Reflecting on the case and the ramifications it has for advice licensees in the future, Hall & Wilcox partner Adrian Verdnik said the case is a useful example of meeting the reasonable steps test.

“The court said the extent to which any steps are necessary to be performed to discharge the licensee’s obligation to take ‘reasonable steps’ to ensure its representatives do not accept conflicted remuneration depends, in part, on the level of risk presented to the licensee by its representative’s activities. Additionally, the court highlighted that another factor relevant to assessing the reasonableness of any of the steps is the capacity of the licensee to influence its representative’s behaviour.

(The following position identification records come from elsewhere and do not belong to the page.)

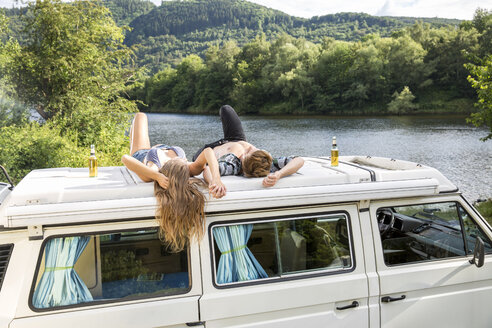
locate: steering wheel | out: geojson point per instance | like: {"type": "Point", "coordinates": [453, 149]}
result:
{"type": "Point", "coordinates": [383, 216]}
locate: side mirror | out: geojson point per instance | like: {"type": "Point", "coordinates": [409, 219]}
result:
{"type": "Point", "coordinates": [479, 253]}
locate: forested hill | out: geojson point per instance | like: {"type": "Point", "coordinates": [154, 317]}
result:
{"type": "Point", "coordinates": [177, 29]}
{"type": "Point", "coordinates": [166, 34]}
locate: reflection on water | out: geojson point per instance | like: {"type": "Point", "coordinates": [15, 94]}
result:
{"type": "Point", "coordinates": [444, 142]}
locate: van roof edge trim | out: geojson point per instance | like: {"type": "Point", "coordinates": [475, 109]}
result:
{"type": "Point", "coordinates": [109, 210]}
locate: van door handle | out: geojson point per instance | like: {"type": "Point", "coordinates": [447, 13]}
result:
{"type": "Point", "coordinates": [388, 299]}
{"type": "Point", "coordinates": [350, 306]}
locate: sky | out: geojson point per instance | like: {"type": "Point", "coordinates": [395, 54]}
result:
{"type": "Point", "coordinates": [461, 9]}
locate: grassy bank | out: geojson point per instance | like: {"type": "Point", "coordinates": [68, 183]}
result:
{"type": "Point", "coordinates": [485, 209]}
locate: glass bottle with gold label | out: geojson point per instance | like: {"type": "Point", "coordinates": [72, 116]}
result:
{"type": "Point", "coordinates": [334, 152]}
{"type": "Point", "coordinates": [93, 162]}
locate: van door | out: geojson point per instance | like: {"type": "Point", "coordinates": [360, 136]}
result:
{"type": "Point", "coordinates": [297, 268]}
{"type": "Point", "coordinates": [423, 248]}
{"type": "Point", "coordinates": [110, 278]}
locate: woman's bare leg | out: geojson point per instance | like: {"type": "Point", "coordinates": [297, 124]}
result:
{"type": "Point", "coordinates": [139, 133]}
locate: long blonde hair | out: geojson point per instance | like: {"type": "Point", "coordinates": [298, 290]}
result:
{"type": "Point", "coordinates": [181, 207]}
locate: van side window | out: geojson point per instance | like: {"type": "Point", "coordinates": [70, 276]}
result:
{"type": "Point", "coordinates": [427, 232]}
{"type": "Point", "coordinates": [276, 249]}
{"type": "Point", "coordinates": [107, 267]}
{"type": "Point", "coordinates": [472, 231]}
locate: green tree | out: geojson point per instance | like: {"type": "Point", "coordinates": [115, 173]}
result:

“The court detailed the risks specific to SMSF Club and held that these risks would have prompted a licensee taking reasonable steps to monitor SMSF Club more closely than would be required in circumstances where no such concerns were presented.

“This case demonstrates that the obligation is not to take all reasonable steps, nor is there one desired approach to be taken. Rather, what constitutes reasonable steps that a licensee should take to ensure its representatives do not accept conflicted remuneration will be a question of fact that depends on all the circumstances.”